Bir kırmızı Lale işte.
Kitap okumayı, sohbeti, sinemayı, İstanbul'u ille de Üsküdar'ı sever. Olmazsa olmazları ailesi, Zuz, Cancan ve denizdir.
Çok şiir okumaz ama okursa Atilla İLHAN ve Orhan VELİ okur. Paylaşmazsa görmüş gibi okumuş gibi hissetmez kendini...

27 Kasım 2011 Pazar

Aşureye gel

Ben hiç aşure yapmazmışım, bunu söyleyen bizim kızlar... Unutkanlığın da bu derecesi işte şu yazımda hem yedi mahalleye yetecek kadar aşure pişirdiğimi yazmış hem de bunları dağıtmak için yer aramışım...Hem de kendi usulüm olan saray usulü aşureyi tarif etmişim. Hemi de pişirirsem saray usulu pişiririm dercesine...

Bu günde kalktım aynı usulde pişirdim ve Leylak Dalıcım'ın ev alma komşu al tavsiyesine uyarak komşularıma da dağıttım.

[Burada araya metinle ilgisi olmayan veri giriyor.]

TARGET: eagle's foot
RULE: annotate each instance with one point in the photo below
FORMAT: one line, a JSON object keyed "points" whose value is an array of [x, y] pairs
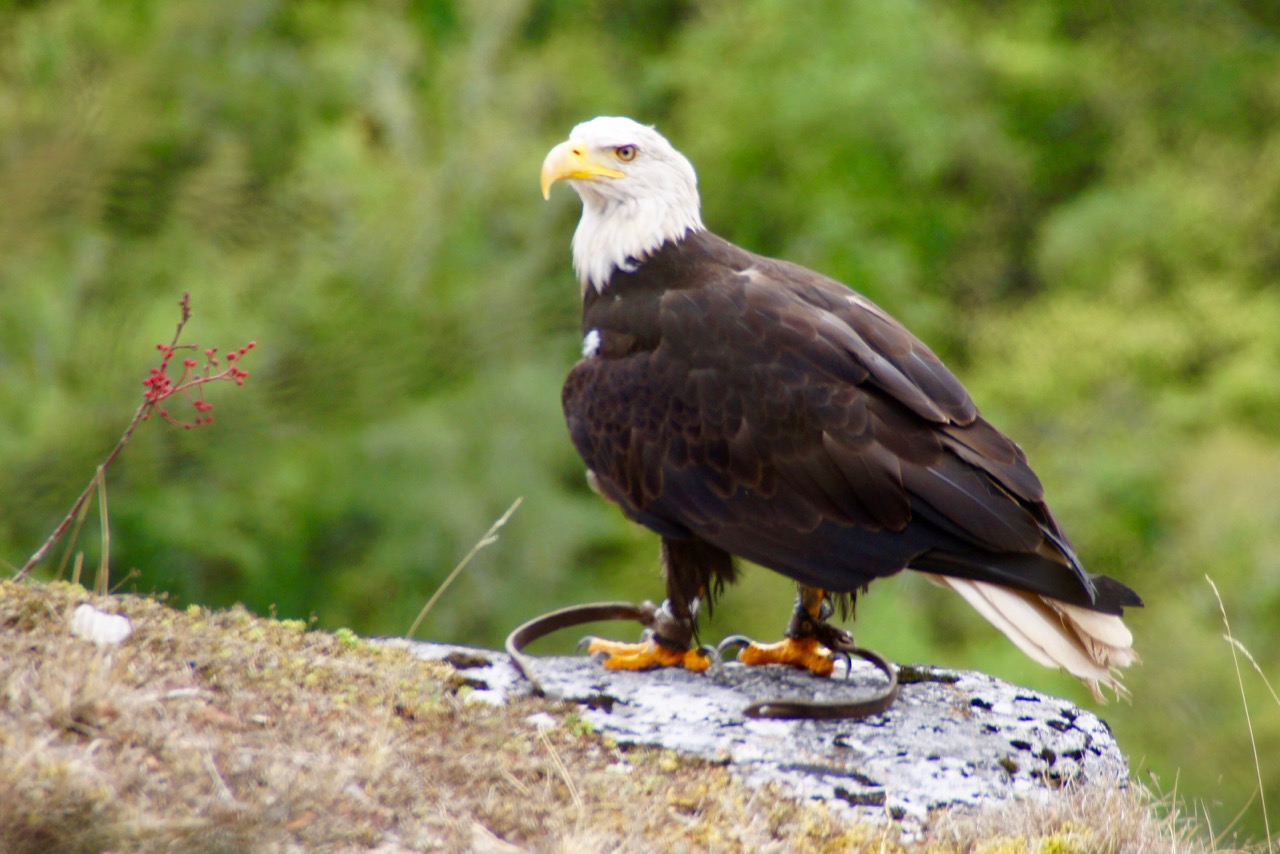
{"points": [[667, 643], [648, 654], [812, 643], [805, 653]]}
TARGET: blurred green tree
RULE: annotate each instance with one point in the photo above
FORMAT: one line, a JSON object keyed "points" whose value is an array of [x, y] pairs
{"points": [[1074, 204]]}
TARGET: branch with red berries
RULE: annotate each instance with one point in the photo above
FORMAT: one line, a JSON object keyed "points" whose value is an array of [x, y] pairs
{"points": [[160, 387]]}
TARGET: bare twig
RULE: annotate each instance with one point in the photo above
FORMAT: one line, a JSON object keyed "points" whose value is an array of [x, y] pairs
{"points": [[489, 538], [154, 397]]}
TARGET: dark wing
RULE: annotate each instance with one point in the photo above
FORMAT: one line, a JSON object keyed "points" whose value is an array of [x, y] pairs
{"points": [[786, 419]]}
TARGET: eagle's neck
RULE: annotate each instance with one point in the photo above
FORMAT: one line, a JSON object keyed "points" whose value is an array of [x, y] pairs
{"points": [[620, 233]]}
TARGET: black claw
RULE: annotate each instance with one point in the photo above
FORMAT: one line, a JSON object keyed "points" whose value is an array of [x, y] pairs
{"points": [[707, 651]]}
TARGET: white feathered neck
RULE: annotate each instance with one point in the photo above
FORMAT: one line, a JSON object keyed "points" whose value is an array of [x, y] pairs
{"points": [[626, 219]]}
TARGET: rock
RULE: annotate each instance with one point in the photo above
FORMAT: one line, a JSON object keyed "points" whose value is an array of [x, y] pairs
{"points": [[952, 738]]}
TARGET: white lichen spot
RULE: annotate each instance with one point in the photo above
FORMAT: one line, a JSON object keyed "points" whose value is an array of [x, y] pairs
{"points": [[100, 628], [540, 721]]}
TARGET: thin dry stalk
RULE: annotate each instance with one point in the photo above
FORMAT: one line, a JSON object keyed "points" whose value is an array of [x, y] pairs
{"points": [[489, 538], [1248, 720]]}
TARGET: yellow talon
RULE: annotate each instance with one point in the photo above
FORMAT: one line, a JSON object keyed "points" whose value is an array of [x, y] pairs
{"points": [[647, 656], [805, 652]]}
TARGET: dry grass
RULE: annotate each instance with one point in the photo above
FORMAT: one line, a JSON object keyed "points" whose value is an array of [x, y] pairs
{"points": [[220, 731]]}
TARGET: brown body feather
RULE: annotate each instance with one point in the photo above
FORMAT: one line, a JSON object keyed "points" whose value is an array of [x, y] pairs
{"points": [[739, 405]]}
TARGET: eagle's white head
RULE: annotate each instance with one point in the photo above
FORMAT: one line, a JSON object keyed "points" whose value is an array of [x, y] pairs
{"points": [[638, 192]]}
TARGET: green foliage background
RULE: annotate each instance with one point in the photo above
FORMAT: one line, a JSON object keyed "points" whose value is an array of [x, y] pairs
{"points": [[1074, 202]]}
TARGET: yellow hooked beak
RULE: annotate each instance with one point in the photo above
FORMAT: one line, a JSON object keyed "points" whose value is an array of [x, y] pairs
{"points": [[572, 160]]}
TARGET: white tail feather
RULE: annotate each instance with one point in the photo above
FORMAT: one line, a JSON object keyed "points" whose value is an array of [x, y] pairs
{"points": [[1084, 643]]}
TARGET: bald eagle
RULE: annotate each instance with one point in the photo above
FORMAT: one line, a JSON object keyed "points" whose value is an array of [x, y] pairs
{"points": [[744, 406]]}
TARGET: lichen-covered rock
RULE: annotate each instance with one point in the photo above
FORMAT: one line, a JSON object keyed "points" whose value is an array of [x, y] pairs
{"points": [[952, 738]]}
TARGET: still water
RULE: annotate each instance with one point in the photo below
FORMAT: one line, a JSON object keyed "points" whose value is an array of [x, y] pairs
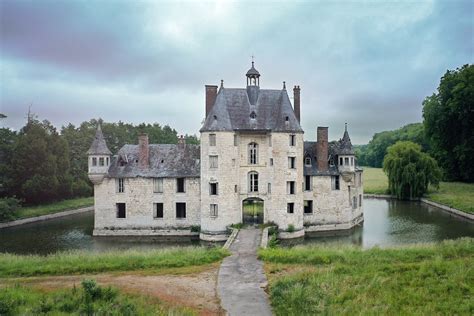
{"points": [[393, 222], [387, 223]]}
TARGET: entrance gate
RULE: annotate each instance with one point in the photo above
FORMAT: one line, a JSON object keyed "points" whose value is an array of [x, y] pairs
{"points": [[252, 209]]}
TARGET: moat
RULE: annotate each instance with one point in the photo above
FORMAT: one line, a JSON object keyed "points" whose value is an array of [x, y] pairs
{"points": [[387, 223]]}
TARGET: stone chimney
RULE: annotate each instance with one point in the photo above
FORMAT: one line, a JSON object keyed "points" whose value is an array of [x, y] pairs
{"points": [[322, 149], [143, 151], [181, 141], [211, 94], [296, 102]]}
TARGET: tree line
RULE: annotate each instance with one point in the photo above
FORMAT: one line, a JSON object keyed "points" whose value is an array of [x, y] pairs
{"points": [[446, 133], [40, 163]]}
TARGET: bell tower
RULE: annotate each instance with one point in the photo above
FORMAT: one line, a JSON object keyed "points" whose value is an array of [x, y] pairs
{"points": [[98, 158]]}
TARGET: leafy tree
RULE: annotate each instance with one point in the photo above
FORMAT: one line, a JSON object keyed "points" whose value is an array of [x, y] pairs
{"points": [[40, 164], [373, 154], [409, 170], [449, 123]]}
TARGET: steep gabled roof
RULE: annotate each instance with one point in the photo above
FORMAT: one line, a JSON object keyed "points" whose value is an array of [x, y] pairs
{"points": [[166, 160], [99, 146], [233, 111]]}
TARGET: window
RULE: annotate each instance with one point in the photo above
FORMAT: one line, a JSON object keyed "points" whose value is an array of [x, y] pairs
{"points": [[292, 162], [121, 210], [292, 140], [214, 210], [308, 206], [120, 185], [158, 210], [290, 185], [335, 182], [180, 185], [253, 153], [213, 162], [290, 208], [213, 188], [212, 139], [157, 185], [180, 210], [253, 182], [307, 183]]}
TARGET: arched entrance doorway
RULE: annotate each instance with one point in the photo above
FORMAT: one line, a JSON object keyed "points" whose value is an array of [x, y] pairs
{"points": [[252, 211]]}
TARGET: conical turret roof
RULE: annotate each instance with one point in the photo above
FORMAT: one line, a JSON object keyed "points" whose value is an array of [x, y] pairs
{"points": [[345, 145], [99, 146]]}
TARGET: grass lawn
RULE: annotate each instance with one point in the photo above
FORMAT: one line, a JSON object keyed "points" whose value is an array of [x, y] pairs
{"points": [[454, 194], [413, 280], [87, 299], [82, 262], [44, 209]]}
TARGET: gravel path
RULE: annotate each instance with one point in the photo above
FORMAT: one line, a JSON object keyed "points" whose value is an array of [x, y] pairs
{"points": [[241, 280]]}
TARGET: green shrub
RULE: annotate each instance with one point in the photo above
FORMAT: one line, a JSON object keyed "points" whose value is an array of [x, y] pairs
{"points": [[8, 208]]}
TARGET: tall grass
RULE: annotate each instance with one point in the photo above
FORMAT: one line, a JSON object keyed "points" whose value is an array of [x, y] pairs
{"points": [[80, 262], [45, 209], [414, 280], [88, 299]]}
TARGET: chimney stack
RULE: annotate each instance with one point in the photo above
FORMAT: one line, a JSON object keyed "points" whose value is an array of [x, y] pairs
{"points": [[322, 149], [296, 102], [143, 151], [211, 94], [181, 141]]}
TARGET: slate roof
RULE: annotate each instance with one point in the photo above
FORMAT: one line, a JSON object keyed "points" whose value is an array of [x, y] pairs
{"points": [[99, 147], [166, 160], [233, 109], [252, 71]]}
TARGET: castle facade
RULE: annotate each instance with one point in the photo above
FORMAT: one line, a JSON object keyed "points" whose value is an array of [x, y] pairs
{"points": [[252, 166]]}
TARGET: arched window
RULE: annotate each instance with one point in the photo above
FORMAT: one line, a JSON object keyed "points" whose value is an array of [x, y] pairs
{"points": [[253, 153], [253, 181]]}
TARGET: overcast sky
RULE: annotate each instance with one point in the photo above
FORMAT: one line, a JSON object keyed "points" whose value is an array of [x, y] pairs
{"points": [[361, 62]]}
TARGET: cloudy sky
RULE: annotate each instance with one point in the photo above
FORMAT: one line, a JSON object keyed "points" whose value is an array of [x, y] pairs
{"points": [[361, 62]]}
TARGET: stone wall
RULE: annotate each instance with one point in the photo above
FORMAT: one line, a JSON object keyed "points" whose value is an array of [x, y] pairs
{"points": [[139, 199]]}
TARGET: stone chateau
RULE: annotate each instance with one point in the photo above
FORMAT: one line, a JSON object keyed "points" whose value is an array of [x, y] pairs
{"points": [[252, 165]]}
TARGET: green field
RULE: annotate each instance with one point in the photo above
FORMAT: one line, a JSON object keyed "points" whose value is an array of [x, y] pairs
{"points": [[82, 262], [87, 299], [45, 209], [454, 194], [436, 279]]}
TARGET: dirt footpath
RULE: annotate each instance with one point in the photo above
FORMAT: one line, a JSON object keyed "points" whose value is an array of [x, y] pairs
{"points": [[196, 291]]}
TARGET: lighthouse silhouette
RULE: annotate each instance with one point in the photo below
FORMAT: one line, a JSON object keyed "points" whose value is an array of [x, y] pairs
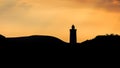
{"points": [[73, 36]]}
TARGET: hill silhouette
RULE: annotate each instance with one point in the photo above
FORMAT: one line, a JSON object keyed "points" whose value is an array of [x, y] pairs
{"points": [[103, 41], [35, 41], [48, 49]]}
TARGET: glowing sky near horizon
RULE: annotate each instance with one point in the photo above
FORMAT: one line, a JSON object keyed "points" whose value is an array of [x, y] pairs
{"points": [[55, 17]]}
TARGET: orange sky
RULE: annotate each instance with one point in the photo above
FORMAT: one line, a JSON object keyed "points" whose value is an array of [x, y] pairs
{"points": [[55, 17]]}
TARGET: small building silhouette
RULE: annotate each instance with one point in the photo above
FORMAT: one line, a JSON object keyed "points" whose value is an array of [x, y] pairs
{"points": [[73, 36]]}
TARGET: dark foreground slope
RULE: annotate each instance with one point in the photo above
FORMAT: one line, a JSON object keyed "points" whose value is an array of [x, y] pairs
{"points": [[38, 42], [47, 49]]}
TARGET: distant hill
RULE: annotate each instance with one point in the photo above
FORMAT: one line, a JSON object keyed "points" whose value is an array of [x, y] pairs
{"points": [[35, 41]]}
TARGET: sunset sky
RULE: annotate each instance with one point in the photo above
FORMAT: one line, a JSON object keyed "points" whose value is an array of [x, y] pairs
{"points": [[55, 17]]}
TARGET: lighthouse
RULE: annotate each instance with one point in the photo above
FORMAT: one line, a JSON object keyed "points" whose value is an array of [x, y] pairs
{"points": [[73, 38]]}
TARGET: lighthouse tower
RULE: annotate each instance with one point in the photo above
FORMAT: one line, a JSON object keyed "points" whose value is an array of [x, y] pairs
{"points": [[73, 38]]}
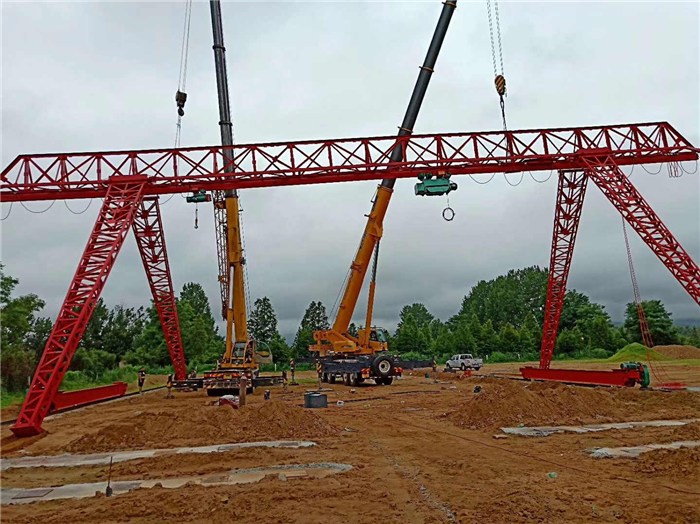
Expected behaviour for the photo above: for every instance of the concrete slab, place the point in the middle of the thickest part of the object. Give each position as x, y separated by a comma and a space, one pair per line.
236, 476
96, 459
545, 431
635, 451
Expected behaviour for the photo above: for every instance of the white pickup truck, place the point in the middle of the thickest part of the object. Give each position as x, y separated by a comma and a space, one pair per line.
463, 361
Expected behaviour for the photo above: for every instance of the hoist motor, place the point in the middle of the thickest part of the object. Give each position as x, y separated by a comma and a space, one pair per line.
434, 185
198, 197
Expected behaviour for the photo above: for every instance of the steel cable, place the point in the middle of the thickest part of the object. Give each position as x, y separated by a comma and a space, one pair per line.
522, 175
65, 202
8, 213
38, 212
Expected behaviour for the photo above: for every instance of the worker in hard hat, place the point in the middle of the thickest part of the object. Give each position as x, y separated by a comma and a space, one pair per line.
169, 385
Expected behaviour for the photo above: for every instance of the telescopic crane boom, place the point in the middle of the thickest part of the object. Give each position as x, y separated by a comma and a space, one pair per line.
337, 341
239, 356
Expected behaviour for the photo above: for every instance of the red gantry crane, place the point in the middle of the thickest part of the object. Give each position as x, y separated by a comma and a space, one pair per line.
130, 182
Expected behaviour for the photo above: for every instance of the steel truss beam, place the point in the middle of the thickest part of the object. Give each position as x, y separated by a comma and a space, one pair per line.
615, 185
113, 222
567, 215
85, 175
612, 181
150, 239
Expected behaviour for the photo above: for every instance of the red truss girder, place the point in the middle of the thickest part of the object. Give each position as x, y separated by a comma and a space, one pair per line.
116, 216
85, 175
615, 185
150, 240
612, 181
567, 215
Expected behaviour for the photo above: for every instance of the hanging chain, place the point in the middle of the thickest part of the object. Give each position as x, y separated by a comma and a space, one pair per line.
500, 79
181, 95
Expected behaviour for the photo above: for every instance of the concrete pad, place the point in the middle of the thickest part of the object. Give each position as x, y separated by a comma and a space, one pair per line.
545, 431
236, 476
635, 451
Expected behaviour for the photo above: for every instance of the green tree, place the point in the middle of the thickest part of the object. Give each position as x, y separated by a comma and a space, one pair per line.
93, 337
661, 326
420, 315
17, 322
201, 341
262, 322
122, 328
315, 319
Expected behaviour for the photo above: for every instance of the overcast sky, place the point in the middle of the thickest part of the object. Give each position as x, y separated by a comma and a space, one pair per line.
102, 76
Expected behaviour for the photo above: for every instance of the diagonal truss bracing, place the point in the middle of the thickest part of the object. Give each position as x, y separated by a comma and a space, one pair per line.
150, 239
567, 215
113, 222
615, 185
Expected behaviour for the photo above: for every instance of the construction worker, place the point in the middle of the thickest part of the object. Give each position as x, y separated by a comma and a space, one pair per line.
142, 379
292, 367
169, 385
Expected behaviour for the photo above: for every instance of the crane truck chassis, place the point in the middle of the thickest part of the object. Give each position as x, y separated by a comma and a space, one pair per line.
355, 369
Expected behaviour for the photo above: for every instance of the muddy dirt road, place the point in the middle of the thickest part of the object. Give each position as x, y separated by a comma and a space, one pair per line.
421, 450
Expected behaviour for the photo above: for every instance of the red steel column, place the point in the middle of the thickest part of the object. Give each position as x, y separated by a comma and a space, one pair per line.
116, 216
567, 215
608, 176
148, 229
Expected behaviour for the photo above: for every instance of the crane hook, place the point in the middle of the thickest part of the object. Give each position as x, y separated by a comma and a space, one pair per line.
448, 214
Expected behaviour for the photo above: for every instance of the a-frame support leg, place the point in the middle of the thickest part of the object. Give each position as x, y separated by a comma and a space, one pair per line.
570, 194
608, 176
148, 229
107, 237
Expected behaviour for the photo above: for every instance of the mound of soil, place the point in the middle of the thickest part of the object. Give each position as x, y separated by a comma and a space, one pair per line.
503, 403
205, 425
681, 463
678, 352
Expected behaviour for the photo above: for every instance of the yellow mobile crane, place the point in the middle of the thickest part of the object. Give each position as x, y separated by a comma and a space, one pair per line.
241, 358
340, 354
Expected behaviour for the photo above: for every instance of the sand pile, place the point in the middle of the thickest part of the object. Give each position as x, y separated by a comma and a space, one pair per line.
509, 403
204, 425
678, 352
682, 464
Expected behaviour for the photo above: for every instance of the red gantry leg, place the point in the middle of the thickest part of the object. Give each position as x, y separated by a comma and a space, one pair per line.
148, 229
116, 216
570, 193
608, 176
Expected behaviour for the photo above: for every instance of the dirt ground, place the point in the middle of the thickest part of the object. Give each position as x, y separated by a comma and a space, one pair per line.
422, 450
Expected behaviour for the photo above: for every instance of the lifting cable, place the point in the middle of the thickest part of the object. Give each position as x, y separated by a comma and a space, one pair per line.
181, 95
499, 78
643, 325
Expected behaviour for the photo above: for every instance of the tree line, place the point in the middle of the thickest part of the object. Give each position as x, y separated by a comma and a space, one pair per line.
500, 319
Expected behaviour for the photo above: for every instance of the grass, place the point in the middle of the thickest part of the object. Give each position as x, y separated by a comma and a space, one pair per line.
75, 380
636, 353
9, 399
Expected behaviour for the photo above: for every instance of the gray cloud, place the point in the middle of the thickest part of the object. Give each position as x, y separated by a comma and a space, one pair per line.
102, 76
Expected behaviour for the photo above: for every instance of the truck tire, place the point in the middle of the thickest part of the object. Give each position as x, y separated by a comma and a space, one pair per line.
383, 366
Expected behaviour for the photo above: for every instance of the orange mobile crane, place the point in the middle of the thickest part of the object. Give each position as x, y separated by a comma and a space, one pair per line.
356, 358
241, 357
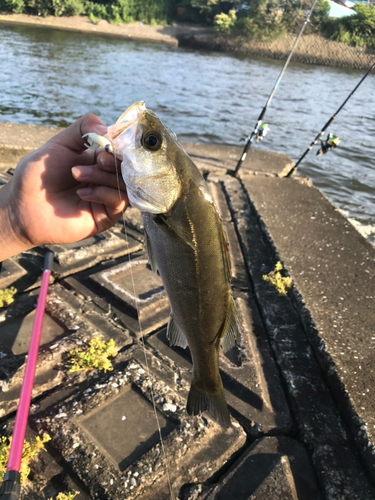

Resmi de budur, biraz modernize oldu, üstünde kurutulmuş meyvalar var. Allah eksikliğini göstermesin artık muz kurusu bile satılıyor memleketimde, cranberry bile var...Valla Kanuni yaşasaydı bu aşureye çift dalardı. Neyse işte aşure ayında aşuremi de yapıp , ayvası var narı var, kırk tarakta bezi var ağızlara layık aşuresi var diye kendime bir mani düzer, gider elime bir tas aşure alırım. O SES başlayana kadar kitabıma gömülürüm. Koca da maçdan döner o sırada,çayımızı neyin içer hafta sonunu böylece bitiririz.

Günün bilançosu


Gün Çağan Irmak'ın bu filmiyle noktalandı...Dedemin İnsanları'nın fragmanını izlemiş ve o günden bu yana sabırsızlıkla beklemiştim. Bu gün vizyona girdi nihayet ve hemen bu akşam gidip izledik. Çağan Irmak bir hikayem var anlatacağım bitecek demişti. İlk Çemberimde Gül Oya^ya başlarken,ve 13 bölümde anlatıp bitirmişti. İlk o diziyle tanıdım zaten. Hala tadı damağımda kalan dizilerden biridir. Dedemin İnsanlarının ,Babam ve Oğlum'da ulaşılan gişeyi yakalasın isterim. Aynı tatda aynı dokuda bir film. Filmi izlemenizi tavsiye ediyorum, küçük oyunculara doyamayacksınız, bu filmde büyüğü küçüğü herkes başrolde. Hümeyra'dan bir metafor dersi almalısınız, kefen bohçasını; çeyiz bohçası gibi özenle hazırlatan o yaşlı kadını tanımalısınız.Matematiğinin pekiyi olmasına aldırış etmeyen ama arkadaşlarıyla uyumu orta olan torununa kızıp, seneye bunu pekiyi yapmazsan gözüme görünme diyen dedeyi görmelisiniz ve Yiğit Özşener adamımsın ya yine harikaydın...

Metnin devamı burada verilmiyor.